The elevator is operated by dual rods in guide tubes by one servo using a twin joiner. The joine rwas quite well made so I kept it as is. The rudder is operated by one servo and a single rod also passing through a guide tube. The same servo also adds steering. I am not in favour of the rudder servo also operating the steering except when there is no room or option for another servo. Looking at how it was set up it be binding randomly which is not good. Option was to opene up the holes where the guide tube and rod pass through and re-route slightly. This worked out well in the end. Where the rod sand guide tubes exit at the tail I was not happy that they did not line up to well with the horns therefore the clevises would trying to act link ball links and could unclip. With a little bit of scalpel use I managed to correct the alignment.

  • batteries
  • frontwheel-std
  • servos-installed
  • wing-fit

Sitting on its wheels there was something wrong, something does not look right. It sits to high up on it's wheels. The Twin Otter sits quite low to the ground enabling pilots to access the cockpit via the front doors with just the use of a step-up box. The steering gear supplied is standard sport length wire. I removed this and after calculating the length it needed to be comparing with the full size version, I cut some 30mm off and refitted. This entailed re-bending the main gear to suit as well and cutting a little bit off of excess aluminum. Now it sits more scale like!

Electronics

The Twin Otter is fitted with a Frsky 16 channel hub. Power is supplied by a LifePo4 6.6v pack. The main radio is an X8R and XM+ as a satellite receiver. Main receiver has a GPS V2 connected via the Smart Port. The receivers are connected by Sbus in to the two sbus radio slots. Every servo has it's own channel so can be sub trimmed for whatever reason. Two channels switch the led beacons on.

  • avionics
  • cg-check
  • power-hub

The power cables from the motors/ESCs run through the fuselage to reach the twin 4 cell 3600 Mah 35C Lipo packs. These power cables clipped up in the fuselage but allow a bit of movement when fitting the wings or disassembling. The weight of the two Lipos up front is 650 gms which balances the Otter just right.

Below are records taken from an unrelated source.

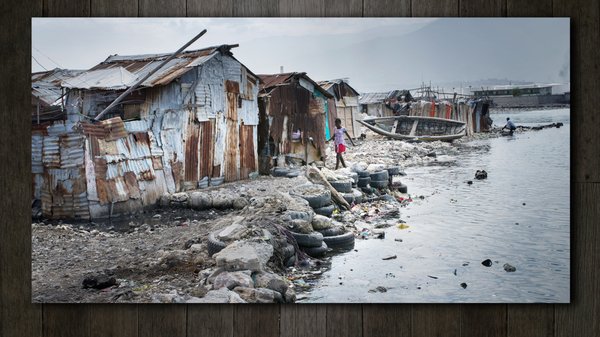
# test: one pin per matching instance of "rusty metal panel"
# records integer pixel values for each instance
(206, 149)
(137, 126)
(51, 151)
(115, 128)
(132, 185)
(232, 87)
(191, 153)
(247, 151)
(37, 145)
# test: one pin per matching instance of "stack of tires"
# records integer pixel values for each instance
(397, 185)
(379, 179)
(312, 244)
(348, 189)
(318, 197)
(336, 237)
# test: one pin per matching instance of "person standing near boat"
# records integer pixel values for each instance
(340, 143)
(510, 125)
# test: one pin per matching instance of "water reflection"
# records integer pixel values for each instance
(519, 215)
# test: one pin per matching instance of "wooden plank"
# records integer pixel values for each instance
(18, 317)
(343, 8)
(114, 320)
(387, 8)
(162, 8)
(66, 8)
(580, 318)
(210, 320)
(66, 320)
(344, 320)
(482, 7)
(162, 320)
(429, 8)
(209, 8)
(529, 8)
(299, 320)
(435, 320)
(301, 7)
(483, 320)
(255, 7)
(527, 320)
(114, 8)
(386, 320)
(256, 320)
(585, 70)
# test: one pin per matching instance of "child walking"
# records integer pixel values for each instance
(340, 143)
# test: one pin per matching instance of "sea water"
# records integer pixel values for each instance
(519, 215)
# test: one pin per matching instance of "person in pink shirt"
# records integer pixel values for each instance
(340, 143)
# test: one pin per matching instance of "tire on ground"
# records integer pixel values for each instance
(403, 188)
(326, 210)
(339, 241)
(332, 231)
(379, 183)
(343, 186)
(364, 181)
(380, 175)
(316, 200)
(394, 170)
(362, 173)
(214, 245)
(316, 251)
(314, 239)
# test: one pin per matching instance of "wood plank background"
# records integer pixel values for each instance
(18, 317)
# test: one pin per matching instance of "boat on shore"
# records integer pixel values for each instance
(416, 128)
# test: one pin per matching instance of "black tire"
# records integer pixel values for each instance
(403, 188)
(363, 174)
(214, 245)
(288, 251)
(291, 261)
(339, 241)
(380, 176)
(325, 211)
(349, 197)
(332, 231)
(317, 200)
(379, 184)
(280, 172)
(343, 186)
(364, 181)
(394, 170)
(314, 239)
(293, 174)
(316, 251)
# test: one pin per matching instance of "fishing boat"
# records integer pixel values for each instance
(416, 128)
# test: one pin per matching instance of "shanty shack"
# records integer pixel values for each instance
(192, 121)
(295, 119)
(385, 104)
(346, 104)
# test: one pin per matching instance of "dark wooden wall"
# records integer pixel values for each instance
(18, 317)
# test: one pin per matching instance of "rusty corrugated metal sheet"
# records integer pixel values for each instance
(247, 151)
(206, 148)
(191, 153)
(115, 128)
(231, 164)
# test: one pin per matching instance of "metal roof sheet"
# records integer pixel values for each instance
(122, 71)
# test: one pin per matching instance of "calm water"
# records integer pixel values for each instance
(520, 215)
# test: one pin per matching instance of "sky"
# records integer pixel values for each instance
(374, 54)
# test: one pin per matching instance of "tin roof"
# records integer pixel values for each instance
(269, 81)
(121, 71)
(46, 85)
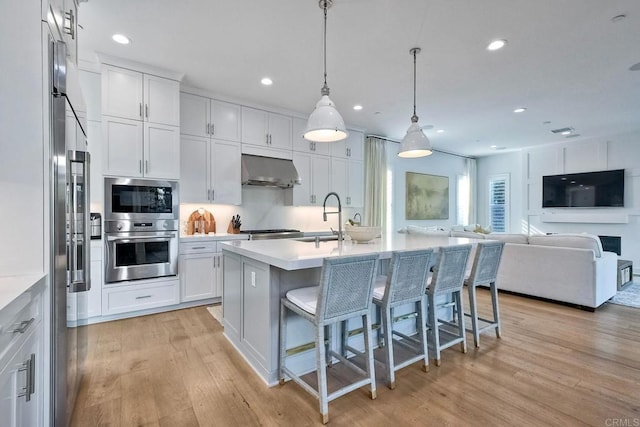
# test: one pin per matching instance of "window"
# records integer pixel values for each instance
(499, 202)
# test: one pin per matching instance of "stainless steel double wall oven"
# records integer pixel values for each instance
(141, 229)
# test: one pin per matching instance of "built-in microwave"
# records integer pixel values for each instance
(140, 199)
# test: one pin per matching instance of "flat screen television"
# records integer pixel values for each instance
(584, 190)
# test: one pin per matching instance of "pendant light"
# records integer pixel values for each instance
(415, 143)
(325, 124)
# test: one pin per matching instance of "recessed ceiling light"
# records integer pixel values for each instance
(121, 38)
(496, 44)
(618, 18)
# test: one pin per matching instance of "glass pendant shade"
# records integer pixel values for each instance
(415, 143)
(325, 123)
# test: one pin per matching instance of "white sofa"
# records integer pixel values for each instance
(570, 268)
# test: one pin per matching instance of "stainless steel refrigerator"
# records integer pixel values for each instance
(70, 242)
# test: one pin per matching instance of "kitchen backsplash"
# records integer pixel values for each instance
(264, 208)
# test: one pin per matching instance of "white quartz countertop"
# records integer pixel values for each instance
(212, 237)
(291, 254)
(11, 287)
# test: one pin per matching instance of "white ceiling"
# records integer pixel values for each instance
(565, 61)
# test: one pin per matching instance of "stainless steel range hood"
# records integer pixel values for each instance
(268, 172)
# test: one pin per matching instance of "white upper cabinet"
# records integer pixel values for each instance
(304, 146)
(161, 100)
(141, 124)
(122, 93)
(201, 116)
(263, 128)
(210, 171)
(350, 148)
(134, 95)
(62, 18)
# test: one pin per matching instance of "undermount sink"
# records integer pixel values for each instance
(320, 239)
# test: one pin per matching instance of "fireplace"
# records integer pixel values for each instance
(611, 244)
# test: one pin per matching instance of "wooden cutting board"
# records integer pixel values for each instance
(205, 218)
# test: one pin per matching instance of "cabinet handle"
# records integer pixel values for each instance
(28, 366)
(23, 326)
(71, 28)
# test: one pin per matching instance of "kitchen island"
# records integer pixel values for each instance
(257, 274)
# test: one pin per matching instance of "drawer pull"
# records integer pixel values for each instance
(23, 326)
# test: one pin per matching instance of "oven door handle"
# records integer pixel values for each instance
(132, 239)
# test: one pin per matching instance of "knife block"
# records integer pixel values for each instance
(232, 230)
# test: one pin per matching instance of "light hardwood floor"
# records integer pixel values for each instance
(555, 365)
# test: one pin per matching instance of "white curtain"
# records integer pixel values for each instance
(375, 182)
(473, 190)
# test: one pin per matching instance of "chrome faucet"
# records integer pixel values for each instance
(354, 219)
(325, 213)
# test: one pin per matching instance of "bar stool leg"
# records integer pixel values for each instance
(496, 309)
(422, 318)
(322, 374)
(368, 343)
(433, 324)
(460, 315)
(387, 327)
(474, 315)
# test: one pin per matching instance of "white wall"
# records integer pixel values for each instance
(510, 164)
(263, 208)
(613, 152)
(436, 164)
(22, 171)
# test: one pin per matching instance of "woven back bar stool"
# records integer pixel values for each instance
(484, 272)
(448, 279)
(406, 283)
(345, 291)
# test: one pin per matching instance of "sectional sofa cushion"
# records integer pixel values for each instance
(521, 239)
(582, 241)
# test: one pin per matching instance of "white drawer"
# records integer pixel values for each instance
(18, 319)
(198, 247)
(136, 297)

Motors develop 400 watts each at full throttle. Factoring in the total weight of the plane it is about 90/100 watts per lb. Props are Master Airscrew three blade 11 x 8s painted with whitebands as per the full size versions. Flies quite comfortably at half throttle and lifted off at ¾ throttle, no flap, light 6 mph head wind.

Maiden Flight

Twin Otter was kindly maidened by Jon Tappin our most experienced pilot on Saturday. Just a little nose heavy (move battery packs back a little) and take out some mix of my flap to elevator.

A few days later I flew it myself, low passes over the field's runway and had the first landing had a little gentle bump. Next flight borught in with a bit more power, full flap and it touched down so lightly I was impressed with it, a real greaser and then also my myself.

Now I have two Twin Otters. Looking forward to our next Open Scale Day Event 2023.